Matthews broke away from the pack twice, emerging first from the peloton in the final sprint over the last 10km. He finished the 137.1km stage from Ogden that featured 2.6km of vertical climbs in 3 hours, 24 minutes, 7 seconds. Swiss rider Michael Schar was second, and Brent Bookwalter finished third for the second time in three days.
Vandevelde had a cumulative time of 9:12.23. Thomas Danielson was second and David Zabriskie third — both with the same time as Vandevelde. Fourth-place Peter Stetina was 30 seconds back with three stages remaining.
Matthews and four other riders broke away from the peloton early. Matthews stayed ahead for much of the stage before fading on the final climb.
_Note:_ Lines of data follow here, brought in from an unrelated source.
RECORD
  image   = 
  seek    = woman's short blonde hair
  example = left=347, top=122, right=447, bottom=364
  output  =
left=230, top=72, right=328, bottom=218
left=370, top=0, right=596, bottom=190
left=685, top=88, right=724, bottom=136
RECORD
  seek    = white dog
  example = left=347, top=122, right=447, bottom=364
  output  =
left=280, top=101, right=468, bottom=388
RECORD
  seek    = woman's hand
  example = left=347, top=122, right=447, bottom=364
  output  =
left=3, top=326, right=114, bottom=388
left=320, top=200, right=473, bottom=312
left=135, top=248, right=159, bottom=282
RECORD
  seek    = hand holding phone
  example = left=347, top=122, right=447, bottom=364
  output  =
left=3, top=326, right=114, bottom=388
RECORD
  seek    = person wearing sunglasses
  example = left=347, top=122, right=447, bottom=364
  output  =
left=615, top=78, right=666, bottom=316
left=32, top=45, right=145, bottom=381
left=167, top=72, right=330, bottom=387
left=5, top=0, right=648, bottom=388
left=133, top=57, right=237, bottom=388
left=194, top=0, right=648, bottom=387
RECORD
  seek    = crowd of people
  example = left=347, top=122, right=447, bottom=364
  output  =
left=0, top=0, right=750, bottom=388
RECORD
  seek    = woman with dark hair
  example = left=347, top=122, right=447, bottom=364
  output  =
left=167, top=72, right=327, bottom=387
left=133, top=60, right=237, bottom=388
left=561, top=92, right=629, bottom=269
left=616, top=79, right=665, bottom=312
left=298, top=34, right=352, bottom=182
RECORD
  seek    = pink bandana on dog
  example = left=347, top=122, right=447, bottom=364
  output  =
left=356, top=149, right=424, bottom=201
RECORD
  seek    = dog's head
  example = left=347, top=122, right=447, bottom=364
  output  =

However, Matthews recovered enough to work his way back to the front of the pack.
“We saved a lot of energy by being in the front rather than back in the peloton with their surging and stopping and attacking each other,” Matthews said. “It was a good tactical decision for us.”
Once he had an outside position near the front, Matthews made a charge on the final descent into Salt Lake City and barely beat Schar and Bookwalter across the finish line.
The fourth stage yesterday was a 214.7km leg from Lehi to Energy Solutions Arena in Salt Lake City.
Germany’s Marcel Kittel of the Argos team won Thursday’s fourth stage of the Eneco Tour of the Low Countries, edging Belgium’s Juergen Roelandts and Italy’s Giacomo Nizzolo.
Kittel triumphed after winning a bunched sprint to land his second stage win of the edition following a 213km ride from Heers in Belgium to Bergen-op-Zoom in the Netherlands.
Belgium’s Tom Boonen of Omega Pharma took the leader’s jersey from compatriot Jens Keukeleire of Orica-GreenEdge.
“It was very hard — at 800m from the line, I was still in fifteenth position,” said Kittel, 24. “Then Tom Veelers and John Degenkolb brought me forward. At 500m, I even had a short moment to rest. I don’t know how they exactly did that, but it was fantastic.”